Michigan Secretary of State Jocelyn Benson. | Wikimedia Commons
Michigan Secretary of State Jocelyn Benson. | Wikimedia Commons
A federal judge in Michigan shot down Secretary of State Jocelyn Benson’s motion to dismiss a lawsuit brought by the Public Interest Legal Foundation (PILF) to force her office to remove deceased voters from the registration rolls.
PILF filed the lawsuit in November 2021 in the U.S. Western District of Michigan after identifying 25,975 deceased voters on the rolls. PILF alleges that Benson is in violation of Section 8 of the National Voter Registration Act (NVRA) of 1993; it requires officials to “conduct a general program that makes a reasonable effort to remove the names of ineligible voters from the official lists of eligible voters.”
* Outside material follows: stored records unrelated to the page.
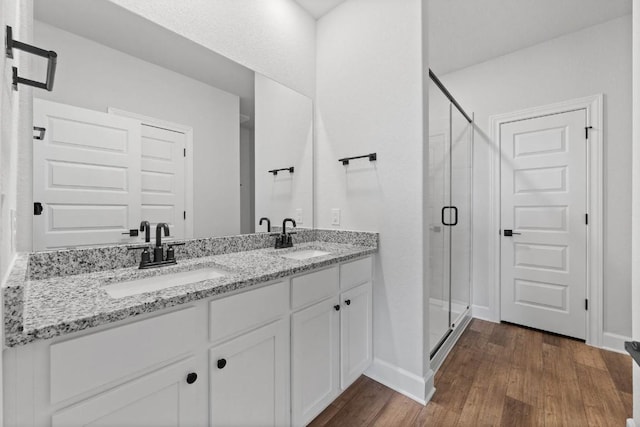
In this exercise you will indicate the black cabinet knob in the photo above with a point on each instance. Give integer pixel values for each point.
(191, 377)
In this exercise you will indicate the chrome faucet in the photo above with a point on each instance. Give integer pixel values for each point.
(268, 223)
(284, 240)
(144, 226)
(159, 258)
(158, 251)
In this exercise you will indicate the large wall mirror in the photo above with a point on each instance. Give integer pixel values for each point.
(145, 125)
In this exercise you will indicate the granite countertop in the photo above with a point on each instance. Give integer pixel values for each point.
(49, 307)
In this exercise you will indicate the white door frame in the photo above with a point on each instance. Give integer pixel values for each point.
(188, 181)
(593, 105)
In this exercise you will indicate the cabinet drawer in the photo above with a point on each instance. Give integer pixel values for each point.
(82, 364)
(314, 287)
(355, 273)
(233, 315)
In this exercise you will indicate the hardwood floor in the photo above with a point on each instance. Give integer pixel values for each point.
(502, 375)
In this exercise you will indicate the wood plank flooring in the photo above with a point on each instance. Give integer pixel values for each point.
(502, 375)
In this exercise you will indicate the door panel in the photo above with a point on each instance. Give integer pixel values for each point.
(162, 178)
(355, 333)
(250, 389)
(315, 360)
(543, 198)
(161, 398)
(86, 175)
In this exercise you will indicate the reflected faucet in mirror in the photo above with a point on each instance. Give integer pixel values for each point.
(159, 258)
(284, 240)
(234, 123)
(144, 226)
(268, 223)
(158, 252)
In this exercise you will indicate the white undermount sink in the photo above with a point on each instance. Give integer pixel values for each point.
(304, 254)
(163, 281)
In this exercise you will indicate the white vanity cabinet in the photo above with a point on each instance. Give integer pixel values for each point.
(272, 355)
(249, 378)
(315, 364)
(161, 398)
(331, 339)
(249, 373)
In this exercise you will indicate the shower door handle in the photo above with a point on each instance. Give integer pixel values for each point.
(455, 211)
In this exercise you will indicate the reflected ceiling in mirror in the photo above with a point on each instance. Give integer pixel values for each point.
(146, 125)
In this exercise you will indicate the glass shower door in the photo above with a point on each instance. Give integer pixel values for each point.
(461, 190)
(439, 197)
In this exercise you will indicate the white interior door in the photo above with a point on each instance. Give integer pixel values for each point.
(86, 175)
(163, 178)
(544, 202)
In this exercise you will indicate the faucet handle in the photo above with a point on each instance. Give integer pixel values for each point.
(131, 248)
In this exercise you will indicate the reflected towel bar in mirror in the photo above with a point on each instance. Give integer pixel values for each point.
(372, 158)
(275, 171)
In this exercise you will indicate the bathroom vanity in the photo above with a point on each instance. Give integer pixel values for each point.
(272, 338)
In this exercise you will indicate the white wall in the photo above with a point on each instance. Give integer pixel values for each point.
(247, 181)
(15, 135)
(275, 37)
(591, 61)
(635, 226)
(369, 99)
(93, 76)
(283, 138)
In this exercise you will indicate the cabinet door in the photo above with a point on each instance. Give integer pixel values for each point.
(161, 398)
(355, 333)
(315, 360)
(249, 378)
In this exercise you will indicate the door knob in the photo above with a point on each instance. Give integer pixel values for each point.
(191, 377)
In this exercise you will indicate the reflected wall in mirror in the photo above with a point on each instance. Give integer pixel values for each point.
(145, 125)
(284, 153)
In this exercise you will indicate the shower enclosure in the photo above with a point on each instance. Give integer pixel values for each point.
(450, 191)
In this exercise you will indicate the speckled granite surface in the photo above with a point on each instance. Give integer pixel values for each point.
(64, 262)
(41, 306)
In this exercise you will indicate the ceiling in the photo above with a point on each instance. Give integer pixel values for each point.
(317, 8)
(464, 32)
(117, 28)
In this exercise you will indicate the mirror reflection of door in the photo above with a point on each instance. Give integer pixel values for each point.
(154, 72)
(99, 175)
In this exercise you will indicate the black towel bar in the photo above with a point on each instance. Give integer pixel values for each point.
(275, 171)
(51, 56)
(372, 158)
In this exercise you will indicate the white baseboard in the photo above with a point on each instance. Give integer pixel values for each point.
(448, 345)
(404, 382)
(483, 313)
(614, 342)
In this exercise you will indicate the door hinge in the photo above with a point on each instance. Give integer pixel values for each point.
(586, 131)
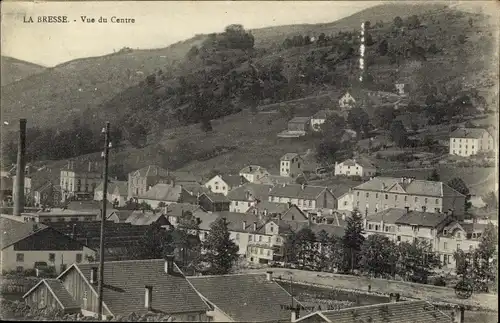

Before filling the suit, PILF notified Benson’s office of its findings of deceased registrants on the state’s voter rolls in September 2020 and November 2020 and alerted her that she was in violation of the NVRA.
For her part, Benson, among other arguments, asserted that PILF lacked standing to bring the case.
“Secretary Benson argues that PILF’s complaint lacks any allegation of an injury-in-fact particular to PILF, much less one 'fairly traceable' to any conduct by Secretary Benson, or which is likely to be redressed by the relief requested from this Court,” Judge Jane Beckering wrote in her opinion.
But Beckering wrote later in her opinion that “PILF has alleged that over 25,000 deceased registrants remain on Michigan’s QVF and that thousands of these registrants have remained on the active rolls for decades. Further, PILF alleged that it gave this information to Secretary Benson, who, for over one year, 'did nothing about it,' despite the mandates of the NVRA and Michigan’s Election Law. The factual allegations, accepted as true, plausibly give rise to an entitlement to relief under the NVRA.”
Lauren Bowman, spokeswoman for PILF, told Great Lakes Wire that judge’s denial means that the lawsuit continues, but no hearing dates have been announced.
Aneta Kiersnowski Crisp, press secretary for Benson, said in a statement released to Great Lakes Wire reacting to the ruling that the office wanted to “assure Michigan citizens that Michigan’s voter registration list is maintained in accordance with all applicable state and federal laws and our system has secure protocols in place to ensure its integrity.
“First, voter registrations of people who have died are immediately cancelled when election officials receive official confirmation of their death, typically from the Social Security Administration’s Master Death Index updates, which are sent to the Bureau of Elections weekly,” she wrote in an email. “Additional inactive registrations were previously identified by the statewide mailing carried out by the bureau in 2020 – the first such mailing in a decade – and that resulted in more than 400,000 registrations slated for cancellation in 2025 to comply with the waiting period required under federal law.”
In April 2021, PILF reached a court settlement agreement with the Pennsylvania Department of State over 21,000 deceased registrants on the commonwealth’s rolls. Bowman said that the department has complied with its side of the agreement – to provide PILF with updated voter rolls at three-month intervals.
She added that some arrests for voter fraud have been made since PILF provided the list of deceased registrants.